BRANDT, R. R.; http://lattes.cnpq.br/9572151748158678; BRANDT, Robert Rice.
Resumo:
Voice is very important in human communication, but pathologies can hinder this
communication. The identification of pathologies is an important step for any treatment.
Acoustic analysis is a non-invasive technique that can help in pathologic diagnosis. Voice
signal acoustic analysis is used in this thesis to classify voices as healthy or pathological,
using parametric and non-parametric features of the voice signal. The non-parametric features
include frequency perturbations (jitter), amplitude perturbations (shimmer), and their
variations, along with the presence of glottal noise. The parametric features include Linear
Predictive Coding (LPC) and cepstral analysis. This thesis aims to classify voices as normal
or pathological, and in the pathological group checks for Edema and Paralysis. Results
indicate that, using parametric and non-parametric features, classification between normal and
pathological can be achieved with an accuracy rate of 94.6% for male voices and 87.3% for
female voices.

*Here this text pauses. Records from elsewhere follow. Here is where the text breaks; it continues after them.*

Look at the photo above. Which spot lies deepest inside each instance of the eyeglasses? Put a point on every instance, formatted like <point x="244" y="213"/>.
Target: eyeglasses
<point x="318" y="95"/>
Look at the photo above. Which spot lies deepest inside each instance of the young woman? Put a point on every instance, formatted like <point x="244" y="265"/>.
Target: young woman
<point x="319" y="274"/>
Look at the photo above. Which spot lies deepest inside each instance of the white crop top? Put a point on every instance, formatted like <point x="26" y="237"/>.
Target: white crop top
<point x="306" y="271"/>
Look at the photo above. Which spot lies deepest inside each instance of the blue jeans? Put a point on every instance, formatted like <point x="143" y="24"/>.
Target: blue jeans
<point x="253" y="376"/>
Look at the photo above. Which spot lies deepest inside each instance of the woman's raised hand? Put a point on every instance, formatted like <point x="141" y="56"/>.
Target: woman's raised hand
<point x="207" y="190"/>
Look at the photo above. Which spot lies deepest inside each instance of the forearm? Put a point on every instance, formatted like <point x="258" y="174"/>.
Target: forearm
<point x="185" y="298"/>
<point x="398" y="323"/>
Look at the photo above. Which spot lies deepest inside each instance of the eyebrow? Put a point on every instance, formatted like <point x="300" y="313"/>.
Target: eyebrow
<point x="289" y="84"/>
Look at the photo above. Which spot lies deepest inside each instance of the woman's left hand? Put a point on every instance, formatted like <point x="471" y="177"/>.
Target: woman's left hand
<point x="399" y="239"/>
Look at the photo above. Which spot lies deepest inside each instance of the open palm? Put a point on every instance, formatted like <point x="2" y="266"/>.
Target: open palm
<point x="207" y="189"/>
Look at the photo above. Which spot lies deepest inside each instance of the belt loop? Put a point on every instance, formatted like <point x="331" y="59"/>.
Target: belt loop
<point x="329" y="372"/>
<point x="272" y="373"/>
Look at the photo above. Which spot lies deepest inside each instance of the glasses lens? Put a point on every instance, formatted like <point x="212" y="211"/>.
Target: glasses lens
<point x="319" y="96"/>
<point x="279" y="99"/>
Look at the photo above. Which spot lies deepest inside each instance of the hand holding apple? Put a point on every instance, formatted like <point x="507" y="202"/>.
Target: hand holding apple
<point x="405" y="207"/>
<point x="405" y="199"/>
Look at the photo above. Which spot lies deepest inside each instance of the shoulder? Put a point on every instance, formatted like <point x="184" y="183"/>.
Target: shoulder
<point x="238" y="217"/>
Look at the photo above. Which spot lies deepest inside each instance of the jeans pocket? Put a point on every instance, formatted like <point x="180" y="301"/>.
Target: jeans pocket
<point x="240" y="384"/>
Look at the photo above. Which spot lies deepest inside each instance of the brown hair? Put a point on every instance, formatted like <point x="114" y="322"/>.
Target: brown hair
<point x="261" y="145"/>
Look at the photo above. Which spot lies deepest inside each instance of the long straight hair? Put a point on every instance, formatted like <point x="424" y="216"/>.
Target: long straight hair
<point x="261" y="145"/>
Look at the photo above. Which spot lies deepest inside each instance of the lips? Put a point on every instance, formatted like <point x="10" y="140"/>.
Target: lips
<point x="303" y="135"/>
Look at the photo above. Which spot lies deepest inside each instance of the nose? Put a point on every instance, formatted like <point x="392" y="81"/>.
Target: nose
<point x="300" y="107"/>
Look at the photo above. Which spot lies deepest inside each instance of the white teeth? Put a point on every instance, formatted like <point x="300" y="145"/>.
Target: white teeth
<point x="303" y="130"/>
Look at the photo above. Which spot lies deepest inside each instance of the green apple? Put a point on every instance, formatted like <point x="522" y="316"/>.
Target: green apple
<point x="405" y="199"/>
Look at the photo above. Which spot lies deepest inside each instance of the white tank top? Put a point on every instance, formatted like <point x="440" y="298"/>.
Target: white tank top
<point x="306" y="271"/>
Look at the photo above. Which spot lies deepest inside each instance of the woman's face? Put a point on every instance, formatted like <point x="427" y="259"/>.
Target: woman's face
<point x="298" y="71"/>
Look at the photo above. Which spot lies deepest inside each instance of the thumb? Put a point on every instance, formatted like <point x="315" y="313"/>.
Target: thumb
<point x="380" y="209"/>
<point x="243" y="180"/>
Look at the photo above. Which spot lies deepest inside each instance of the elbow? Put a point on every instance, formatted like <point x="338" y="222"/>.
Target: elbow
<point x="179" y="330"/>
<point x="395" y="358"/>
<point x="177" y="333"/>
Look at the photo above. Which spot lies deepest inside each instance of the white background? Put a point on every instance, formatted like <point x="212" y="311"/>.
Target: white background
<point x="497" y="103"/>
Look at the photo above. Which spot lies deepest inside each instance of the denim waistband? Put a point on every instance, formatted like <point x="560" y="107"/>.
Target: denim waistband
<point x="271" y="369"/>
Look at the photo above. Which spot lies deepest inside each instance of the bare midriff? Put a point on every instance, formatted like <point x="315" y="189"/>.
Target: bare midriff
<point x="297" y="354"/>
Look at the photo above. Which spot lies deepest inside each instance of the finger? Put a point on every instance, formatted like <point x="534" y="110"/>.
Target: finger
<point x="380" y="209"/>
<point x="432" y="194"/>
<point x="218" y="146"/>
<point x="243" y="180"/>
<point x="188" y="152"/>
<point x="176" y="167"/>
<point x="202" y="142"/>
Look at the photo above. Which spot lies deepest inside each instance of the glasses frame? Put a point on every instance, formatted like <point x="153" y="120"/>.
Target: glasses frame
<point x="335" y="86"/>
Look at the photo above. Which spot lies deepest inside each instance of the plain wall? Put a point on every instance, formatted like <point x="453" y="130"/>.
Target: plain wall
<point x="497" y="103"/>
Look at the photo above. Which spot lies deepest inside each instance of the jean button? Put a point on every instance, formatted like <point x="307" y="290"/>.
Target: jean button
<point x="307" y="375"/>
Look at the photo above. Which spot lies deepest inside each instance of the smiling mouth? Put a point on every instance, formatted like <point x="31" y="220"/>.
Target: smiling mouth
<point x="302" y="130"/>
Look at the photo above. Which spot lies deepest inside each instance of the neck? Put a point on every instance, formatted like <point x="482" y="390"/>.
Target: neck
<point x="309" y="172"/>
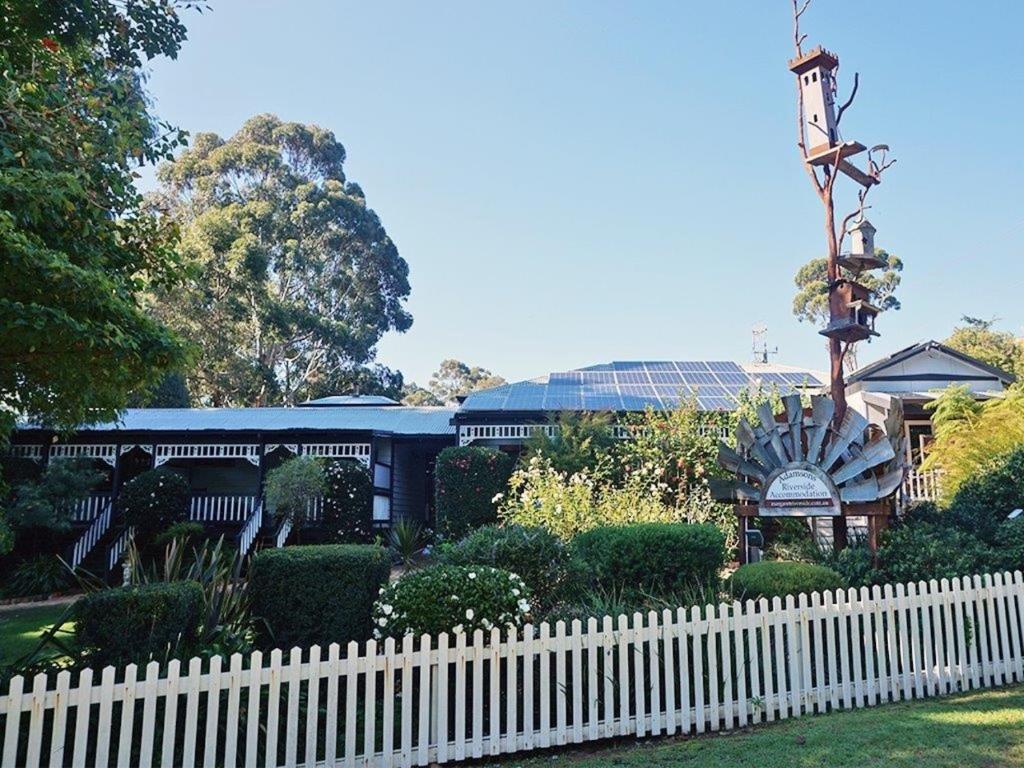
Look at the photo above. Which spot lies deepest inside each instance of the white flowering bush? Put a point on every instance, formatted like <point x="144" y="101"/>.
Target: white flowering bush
<point x="348" y="503"/>
<point x="154" y="501"/>
<point x="454" y="599"/>
<point x="540" y="496"/>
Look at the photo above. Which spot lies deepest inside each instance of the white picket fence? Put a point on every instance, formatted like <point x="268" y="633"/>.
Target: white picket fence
<point x="455" y="698"/>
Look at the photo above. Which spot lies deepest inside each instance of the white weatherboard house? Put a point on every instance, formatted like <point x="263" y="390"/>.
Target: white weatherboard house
<point x="224" y="453"/>
<point x="913" y="376"/>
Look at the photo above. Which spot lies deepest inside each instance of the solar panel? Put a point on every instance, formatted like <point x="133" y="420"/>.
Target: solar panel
<point x="631" y="377"/>
<point x="695" y="377"/>
<point x="732" y="378"/>
<point x="568" y="377"/>
<point x="598" y="377"/>
<point x="665" y="377"/>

In checking for edema, the accuracy rate was 77.1% for male voices and
54.3% for female voices. In checking for paralysis the accuracy rate was 60.0% for male
voices and 68.6% for female voices. In discriminating between voices affected by edema and
by paralysis, the accuracy rate obtained was 73.5% for male voices and 62.5% for female
voices. The use of a hybrid vector composed of parametric and non-parametric features to
classify voices as normal or pathological, is very promising. On the other hand, the
classification between pathologies did not improve the parametric feature classification.